Robust Beamforming Design for Secure Near-Field ISAC Systems

• Published in: IEEE wireless communications letters Vol. 14; no. 10; pp. 3089 - 3093
• Main Authors: Chen, Ziqiang, Wang, Feng, Han, Guojun, Wang, Xin, Lau, Vincent K. N.
• Format: Journal Article
• Language: English
• Published: Piscataway IEEE 01.10.2025; The Institute of Electrical and Electronics Engineers, Inc. (IEEE)

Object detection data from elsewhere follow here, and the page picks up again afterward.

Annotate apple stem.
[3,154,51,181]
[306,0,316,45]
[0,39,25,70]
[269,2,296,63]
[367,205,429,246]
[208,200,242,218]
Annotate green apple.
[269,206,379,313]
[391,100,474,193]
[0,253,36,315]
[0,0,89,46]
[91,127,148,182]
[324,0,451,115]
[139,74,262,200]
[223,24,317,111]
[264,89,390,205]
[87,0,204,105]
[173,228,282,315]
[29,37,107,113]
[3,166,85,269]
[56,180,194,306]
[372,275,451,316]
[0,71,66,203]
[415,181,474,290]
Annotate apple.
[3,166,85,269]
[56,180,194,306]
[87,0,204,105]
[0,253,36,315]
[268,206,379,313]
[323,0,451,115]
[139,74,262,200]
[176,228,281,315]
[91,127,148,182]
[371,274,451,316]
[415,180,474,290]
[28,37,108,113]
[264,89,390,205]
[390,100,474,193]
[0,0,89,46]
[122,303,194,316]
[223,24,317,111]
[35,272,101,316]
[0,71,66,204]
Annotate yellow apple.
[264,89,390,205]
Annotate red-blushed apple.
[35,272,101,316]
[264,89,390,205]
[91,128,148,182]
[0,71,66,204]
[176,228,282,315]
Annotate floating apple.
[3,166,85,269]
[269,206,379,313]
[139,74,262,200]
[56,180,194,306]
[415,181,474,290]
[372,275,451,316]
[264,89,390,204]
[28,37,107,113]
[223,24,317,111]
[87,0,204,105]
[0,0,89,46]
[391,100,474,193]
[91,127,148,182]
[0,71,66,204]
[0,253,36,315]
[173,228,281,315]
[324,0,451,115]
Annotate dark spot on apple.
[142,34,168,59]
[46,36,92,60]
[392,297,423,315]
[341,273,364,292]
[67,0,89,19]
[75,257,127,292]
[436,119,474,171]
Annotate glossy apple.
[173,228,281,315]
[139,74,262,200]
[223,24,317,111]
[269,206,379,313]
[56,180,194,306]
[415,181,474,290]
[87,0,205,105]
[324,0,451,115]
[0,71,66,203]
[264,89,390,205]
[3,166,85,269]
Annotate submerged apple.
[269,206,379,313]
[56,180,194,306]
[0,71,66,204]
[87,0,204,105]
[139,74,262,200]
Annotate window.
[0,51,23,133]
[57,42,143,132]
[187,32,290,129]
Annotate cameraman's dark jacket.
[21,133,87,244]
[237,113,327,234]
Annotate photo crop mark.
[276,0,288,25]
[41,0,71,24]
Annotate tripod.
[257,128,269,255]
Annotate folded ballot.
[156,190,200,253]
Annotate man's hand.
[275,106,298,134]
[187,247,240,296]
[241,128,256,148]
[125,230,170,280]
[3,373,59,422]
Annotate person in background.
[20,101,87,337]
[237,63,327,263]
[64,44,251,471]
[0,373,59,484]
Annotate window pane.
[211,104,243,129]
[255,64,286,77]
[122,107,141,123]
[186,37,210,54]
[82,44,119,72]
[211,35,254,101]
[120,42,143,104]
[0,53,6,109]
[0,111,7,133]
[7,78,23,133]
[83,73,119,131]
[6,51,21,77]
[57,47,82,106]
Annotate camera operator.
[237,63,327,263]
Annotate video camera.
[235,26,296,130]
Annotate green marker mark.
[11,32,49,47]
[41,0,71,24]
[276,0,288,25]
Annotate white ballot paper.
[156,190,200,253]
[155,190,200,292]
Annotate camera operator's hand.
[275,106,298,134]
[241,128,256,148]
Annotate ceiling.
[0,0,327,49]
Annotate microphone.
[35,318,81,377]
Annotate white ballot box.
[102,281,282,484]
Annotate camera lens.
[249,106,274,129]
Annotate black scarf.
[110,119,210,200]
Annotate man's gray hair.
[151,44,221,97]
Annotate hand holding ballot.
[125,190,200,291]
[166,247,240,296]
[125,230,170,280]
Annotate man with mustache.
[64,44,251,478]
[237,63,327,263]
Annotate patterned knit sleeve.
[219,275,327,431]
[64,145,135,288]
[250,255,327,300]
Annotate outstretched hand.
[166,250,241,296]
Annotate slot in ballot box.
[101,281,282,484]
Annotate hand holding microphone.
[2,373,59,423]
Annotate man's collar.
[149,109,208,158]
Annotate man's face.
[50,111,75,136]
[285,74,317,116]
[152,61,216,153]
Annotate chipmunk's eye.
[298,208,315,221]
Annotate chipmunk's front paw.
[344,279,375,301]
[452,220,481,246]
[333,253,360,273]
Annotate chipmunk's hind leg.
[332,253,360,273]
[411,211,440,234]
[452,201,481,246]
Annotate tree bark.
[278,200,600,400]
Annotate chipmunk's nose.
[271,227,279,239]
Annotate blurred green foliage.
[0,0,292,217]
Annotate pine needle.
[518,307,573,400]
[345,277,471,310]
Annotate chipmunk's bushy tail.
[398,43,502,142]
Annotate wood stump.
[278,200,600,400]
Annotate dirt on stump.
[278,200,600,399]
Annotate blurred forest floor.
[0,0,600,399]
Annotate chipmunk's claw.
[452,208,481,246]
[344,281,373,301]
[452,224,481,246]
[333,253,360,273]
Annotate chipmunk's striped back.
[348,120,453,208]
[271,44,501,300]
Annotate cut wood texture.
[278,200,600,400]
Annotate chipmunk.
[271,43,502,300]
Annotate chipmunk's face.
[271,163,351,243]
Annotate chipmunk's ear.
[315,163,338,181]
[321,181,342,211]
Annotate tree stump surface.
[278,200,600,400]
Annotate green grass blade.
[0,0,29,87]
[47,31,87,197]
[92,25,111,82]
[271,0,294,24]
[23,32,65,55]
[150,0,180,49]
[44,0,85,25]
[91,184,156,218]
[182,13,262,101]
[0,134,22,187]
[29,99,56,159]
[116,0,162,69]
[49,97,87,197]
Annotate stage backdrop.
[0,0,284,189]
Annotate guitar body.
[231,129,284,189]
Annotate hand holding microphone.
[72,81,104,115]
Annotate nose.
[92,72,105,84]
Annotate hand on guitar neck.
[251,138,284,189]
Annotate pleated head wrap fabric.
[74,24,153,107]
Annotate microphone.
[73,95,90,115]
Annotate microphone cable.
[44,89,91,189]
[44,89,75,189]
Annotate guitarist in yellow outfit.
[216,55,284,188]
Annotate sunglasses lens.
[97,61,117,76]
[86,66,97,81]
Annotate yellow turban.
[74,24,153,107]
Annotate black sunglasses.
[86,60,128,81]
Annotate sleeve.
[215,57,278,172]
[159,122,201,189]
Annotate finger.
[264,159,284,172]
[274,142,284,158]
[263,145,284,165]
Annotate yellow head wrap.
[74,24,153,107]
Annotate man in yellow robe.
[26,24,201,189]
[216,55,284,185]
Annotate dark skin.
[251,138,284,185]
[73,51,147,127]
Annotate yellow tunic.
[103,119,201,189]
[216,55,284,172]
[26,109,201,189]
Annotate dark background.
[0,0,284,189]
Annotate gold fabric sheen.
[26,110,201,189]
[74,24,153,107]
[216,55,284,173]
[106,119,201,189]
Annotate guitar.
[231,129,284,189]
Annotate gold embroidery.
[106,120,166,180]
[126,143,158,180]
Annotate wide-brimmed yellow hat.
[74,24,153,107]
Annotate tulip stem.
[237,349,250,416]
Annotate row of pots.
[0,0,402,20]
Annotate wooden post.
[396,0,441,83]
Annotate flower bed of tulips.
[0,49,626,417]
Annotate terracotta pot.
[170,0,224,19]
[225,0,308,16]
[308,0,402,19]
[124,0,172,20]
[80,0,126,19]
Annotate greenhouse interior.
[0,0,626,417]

• Subjects: Array signal processing; Beamforming; Constraints; Copper; Eavesdropping; Information leakage; Integrated sensing and communication; Interference; Linear antenna arrays; Linear matrix inequalities; Near fields; Near-field integrated sensing and communication; robust design; Robustness (mathematics); S-Procedure; secure communication; Signal to noise ratio; Training; Uncertainty; Vectors
• ISSN: 2162-2337; 2162-2345
• DOI: 10.1109/LWC.2025.3586249

This letter investigates the robust beamforming design for a near-field secure integrated sensing and communication (ISAC) system with multiple communication users (CUs) and targets, as well as multiple eavesdroppers. Taking into account the channel uncertainty constraints, we maximize the minimum sensing beampattern gain for targets, subject to the minimum signal-to-interference-plus-noise ratio (SINR) constraint for each CU and the maximum SINR constraint for each eavesdropper, as well as the ISAC transmit power constraint. The formulated design problem is non-convex. As a low-complexity suboptimal solution, we first apply the S-Procedure to convert semi-infinite channel uncertainty constraints into linear matrix inequalities (LMIs) and then use the state-of-the-art sequential rank-one constraint relaxation (SROCR) method to address the rank-one constraints. The numerical results show that the proposed ISAC beamforming design scheme outperforms the existing semidefinite relaxation (SDR) and other baseline schemes, and it significantly enhances security and robustness for near-field ISAC systems.